Full Arctander text
#### Pimenta Berry Oil.
Pimenta berry, better known as "**Allspice**", is a popular household spice, and the layman who is familiar with the odor of all-spice would certainly recognize this odor in pimenta berry oil. The leaf oil, however, would not be identified as "allspice" by the average housewife or cook.
This is the same situation as the one we find with clove bud oil versus clove leaf oil or with cinnamon bark oil and cinnamon leaf oil. It is interesting to see that a layman, familiar with a certain product through the frequent use of it, is often better qualified than a perfumer (who may not have been brought up with the true botanical spice in his everyday food or delicacies, etc.) when it comes to discrimination between two closely related essential oils or products.
**Pimenta Berry Oil **is steam distilled from dried, crushed, fully grown, but unripe fruits of the West Indian tree, **Pimenta Officinalis**. Certain manufacturers insist on water distillation, and there is reason to believe that this type of distillation yields a superior quality of oil. The tree is a native of the West Indies, and grows wild abundantly on many of the islands, particularly Jamaica. In Guatemala, Venezuela, Honduras and Trinidad, various related species of the tree also grow, and they yield slightly different essential oils. Oils from Jamaican fruits are generally preferred by the flavor houses and most perfume houses.
Distillation takes place on a wide scale in Europe and the U. S. A. from imported berries and in modern stills. There are a few European houses who specialize in this oil and other spice oils, all of which call for a good deal of experience and skill in the field of distillation technique.
**Pimenta**** ****Berry**** ****Oil**** **is a pale yellow liquid with a warm-spicy, sweet odor, presenting a peculiar, but fresh and clean topnote and a long-lasting, sweet, balsamic-spicy bodynote with a tea-like undertone. There is a certain resemblance to clove bud oil in the slightly sour-fresh, fruity topnote. Any dryness in the odor, any lack of sweet freshness and dullness of the dryout, should arouse the suspicion of the evaluator.

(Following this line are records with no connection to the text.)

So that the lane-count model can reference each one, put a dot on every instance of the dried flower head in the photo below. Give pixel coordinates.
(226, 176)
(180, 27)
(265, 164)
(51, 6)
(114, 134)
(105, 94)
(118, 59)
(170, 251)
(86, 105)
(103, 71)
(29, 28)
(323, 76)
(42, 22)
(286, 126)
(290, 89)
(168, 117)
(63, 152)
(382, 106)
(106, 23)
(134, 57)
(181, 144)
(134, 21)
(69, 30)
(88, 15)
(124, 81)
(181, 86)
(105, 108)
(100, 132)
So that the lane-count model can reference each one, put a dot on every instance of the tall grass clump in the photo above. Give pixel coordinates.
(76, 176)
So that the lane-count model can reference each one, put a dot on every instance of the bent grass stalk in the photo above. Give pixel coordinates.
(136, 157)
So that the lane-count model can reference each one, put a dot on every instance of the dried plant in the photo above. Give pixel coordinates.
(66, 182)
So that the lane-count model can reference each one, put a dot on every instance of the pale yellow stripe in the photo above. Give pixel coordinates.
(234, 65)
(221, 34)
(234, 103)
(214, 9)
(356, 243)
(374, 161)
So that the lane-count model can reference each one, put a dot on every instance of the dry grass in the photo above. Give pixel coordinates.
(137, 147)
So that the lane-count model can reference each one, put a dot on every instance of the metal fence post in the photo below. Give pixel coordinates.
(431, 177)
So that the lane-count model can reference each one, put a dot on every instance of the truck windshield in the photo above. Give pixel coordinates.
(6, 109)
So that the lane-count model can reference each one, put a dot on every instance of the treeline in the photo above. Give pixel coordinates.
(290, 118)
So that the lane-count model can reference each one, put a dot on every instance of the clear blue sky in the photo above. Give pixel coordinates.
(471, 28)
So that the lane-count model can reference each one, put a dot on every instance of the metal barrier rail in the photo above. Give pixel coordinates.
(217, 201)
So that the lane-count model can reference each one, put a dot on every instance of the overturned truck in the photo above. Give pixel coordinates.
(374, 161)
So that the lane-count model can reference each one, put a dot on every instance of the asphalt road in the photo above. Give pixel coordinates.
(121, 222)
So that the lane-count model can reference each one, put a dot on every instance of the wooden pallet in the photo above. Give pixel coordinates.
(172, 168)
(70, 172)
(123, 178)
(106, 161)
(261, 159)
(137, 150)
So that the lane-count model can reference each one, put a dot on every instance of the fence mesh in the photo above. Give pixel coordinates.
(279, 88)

The flavor of pimenta berry oil is equally warm, sweet, not burning, slightly peppery, but not dry. The odor of the air over the liquid flavored with pimenta berry oil is initially light and fresh. This is typical of the berry oil. For this reason, the oil is used extensively in fruit flavors of the "heavier" type, e.g. plum, blackcurrant, pineapple, cherry, etc. The main use, however, is in food products such as meat sauces, spice blends for pickles, sausages, etc. The suggested use level would be about 0.50 to 1.50 mg% with wide variations from these figures according to the type of product in which the oil is incorporated (acids, vinegar, sweet sauces, canned food with little juice, etc.). The Minimum Perceptible is about 0.25 to 0.50 mg% for a good grade pimenta berry oil. It appears from these figures that the oil is not a very powerful flavor material. Besides, these figures were established as a threshold for the concentration at which pimenta berry oil could still be distinguished from clove bud oil. Upon further dilution, it was no longer possible to distinguish accurately between the two oils.
In perfumery, the role of pimenta berry oil is limited to that of a modifier in the modern "spicy" types of "men's fragrance", fougère, after-shave, etc. and occasionally as a "special note" of warm and sweet-spicy character, e.g. in chypre, Oriental bases, etc. It blends excellently with ginger oil, geranium, geraniol, nerol, neryl acetate, lavender, amyl salicylate, opopanax, labdanum products, isoeugenol, ylang-ylang, methyl cinnamic aIdehyde, methyl ionones, patchouli, orris products, etc.
**Pimenta Berry Oil **is unfortunately very often adulterated with pimenta leaf oil (see monograph), or clove leaf oil, clove stem oil, fractions from the isolation of eugenol, from redistilled eugenol, etc. Eugenol is the main constituent of pimenta berry oil. Among the more
typical components are methyl eugenol, cineole and phellandrene, all of which are available as partially synthetic or isolated, low-cost materials. Caryophyllene is present in pimenta berry oil, but may not be a constituent of the fruit itself (see **Oleoresin **of **Pimenta Berry**, next monograph). Water-distilled pimenta berry oils contain less caryophyllene than do the steam distilled oils.
**Pimenta Berry Oil **is produced in quite sizeable amounts, and it is estimated that the total world production exceeds 100 metric tons per year. Exact figures are hard to establish since significant quantities of Leaf oil come on the market and are sold by the same houses which sell the fruit (berry) oil.